American businessman and racehorse owner

Philip Joseph Dwyer (August 21, 1844 – June 9, 1917) was an American businessman from Brooklyn, New York and prominent owner of Thoroughbred racehorses and racetracks. Along with his younger brother, Michael F. Dwyer, he made a fortune in the meat packing industry, supplying butcher shops, eating establishments and hotels.

==Thoroughbred racing==
In 1874 the Dwyer brothers entered the sport of Thoroughbred racing, building their Dwyer Brothers Stable into one of the top racing operations in the United States. Between them, they won the Kentucky Derby twice, the Preakness Stakes once, and the Belmont Stakes five times in the six years from 1883 through 1888. They owned and raced some of the best horses in the history of American Thoroughbred flat racing including four that have been inducted in the National Museum of Racing and Hall of Fame. In 1890, the Dwyers decided to dissolve their formal racing partnership. Mike Dwyer went on to enjoy further racing success and gained control of the New Jersey Jockey Club that operated a racetrack in Elizabeth, New Jersey.

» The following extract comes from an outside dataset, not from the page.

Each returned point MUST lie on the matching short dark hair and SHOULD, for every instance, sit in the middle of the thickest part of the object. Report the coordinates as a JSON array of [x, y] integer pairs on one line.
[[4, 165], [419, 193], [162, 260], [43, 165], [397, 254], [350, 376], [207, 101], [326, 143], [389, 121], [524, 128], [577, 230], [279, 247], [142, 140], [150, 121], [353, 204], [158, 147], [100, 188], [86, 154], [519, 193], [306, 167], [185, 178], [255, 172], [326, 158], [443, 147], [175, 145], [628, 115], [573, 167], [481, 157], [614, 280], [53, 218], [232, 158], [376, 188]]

Philip Dwyer raced horses for the joy of the sport, while his brother Mike became notorious for betting enormous amounts of money on the outcome of races. The New York Times newspaper reported that he died "in poor circumstances" as a result of his heavy gambling.

==Racetrack ownership==
During the 1880s, the Dwyer brothers entered into a leasing arrangement for the Prospect Park Fair Grounds Trotting Track which they operated so successfully that they decided to build their own racing facility. In 1887 they established the Brooklyn Jockey Club which built and operated the Gravesend Race Track at Gravesend on Coney Island, New York. Philip Dwyer was the controlling shareholder of the Brooklyn Jockey Club, and served as its president.

Following the 1904 death of Thomas Reilly, founding president of the Queens County Jockey Club, Philip Dwyer acquired a fifty percent shareholding of the company that owned and operated Aqueduct Racetrack in Queens. As president of the Aqueduct track, a position he held until his death in 1917, Philip Dwyer purchased additional land, increased the track's circumference, and rebuilt the viewing stands. His efforts helped make the very profitable racetrack a major New York City racing center.

On August 21, 1913, Philip Dwyer and fellow New Yorker James Butler acquired control of the Laurel Park Racecourse in Maryland and hired Matt Winn to manage the operation.

==The Jockey Club==
Organized by Pierre Lorillard IV in 1891 and chaired by John Hunter, the Racing Trust, more commonly referred to as the Board of Control, was the governing authority that oversaw the sport of horse racing in New York State. It was dominated by the Dwyer brothers and John A. Morris, a businessman known as the "lottery king" who owned the Morris Park Racecourse. In the early 1890s they came under severe criticism from a group of horse trainers who claimed the Dwyers routinely acted in their own self interests to the detriment of the competitors and the public. The trainers called for change and were soon joined by a group of prominent owners such as James R. Keene and August Belmont Jr. The matter culminated with the 1894 formation of The Jockey Club. However, the members of the old Board of Control were granted automatic membership in the new Jockey Club, including Philip Dwyer. The May 4, 1894 issue of The New York Times was very critical of the "new " Jockey Club in an article titled The Jockey Club Heard From; All The Earmarks of the Old Board of Control. Nonetheless, the Jockey Club eventually earned respect and continues to play an important role in the industry to this day.

At the age of seventy-two in 1917, Philip J. Dwyer died of pneumonia at the Hotel Wolcott in Midtown Manhattan. The following year, the Brooklyn Derby was renamed the Dwyer Stakes.